Cutting capital spending to 2% of national income, could save another £14bn, though the IFS point out that this “would hardly be a growth-friendly move.”

But with NHS spending protected, and Ms Truss committing to increased defence spending, the required cuts to everything else would rise to 27%.

Ben Zaranko of the IFS said other services may have to be axed altogether.

“If you want to be increasing defence by that amount, if you want to have the NHS not keel over, you are looking at cuts of more like a fifth, more like a quarter, to everything else,” he said.

“You do not do that through efficiency savings and trimming the fat.
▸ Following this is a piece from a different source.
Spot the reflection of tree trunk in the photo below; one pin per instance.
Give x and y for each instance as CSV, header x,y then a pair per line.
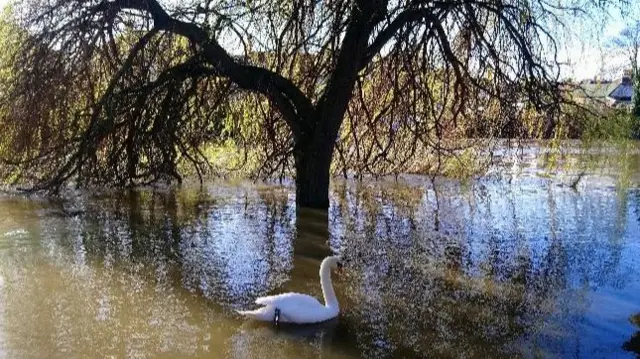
x,y
313,164
311,244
You have to say what it is the state currently does that the state is no longer going to do.”

Citi believes inflation will peak near 12% but that the Bank of England’s policy rate may peak at just 4.5%, below what markets are pricing in.

They forecast that spending power will be hit by soaring energy and food prices, with the poorest households struggling most.

Food inflation could reach 17% in early 2023.

And, they add, households could soon be hit by rising mortgage costs, as increasing numbers roll off their fixed-rate deals.

Citigroup’s chief UK economist Ben Nabarro said Mr Kwarteng’s decision to cut taxes meant the Bank of England could be forced to raise interest rates even higher than would otherwise be the case, in order to keep a lid on inflation.

“In current circumstances, the contradictory position of monetary and fiscal policy is an error,” Mr Nabarro said.

“At best we think this means bruising increases in unemployment … we see that as a prohibitively painful economic process in the medium term.”

Paul Johnson, the director of IFS, admitted it was very difficult to make forecasts about the state of the public finances given the “uncertainties about the path of the economy over the next few years.”

He said: “We project borrowing of £100bn a year in the medium term – but that could be wrong by tens of billions in either direction. 

“A credible fiscal plan will recognise that uncertainty, but cannot ignore the fact that, on a reasonable central forecast, debt is forecast to continue rising in the medium term. 

“The Chancellor has acknowledged that we should be striving to reduce it.”

However, Mr Johnson said Mr Kwarteng “should not rely on over-optimistic growth forecasts or promises of unspecified spending cuts. To do so would risk his plans lacking credibility.”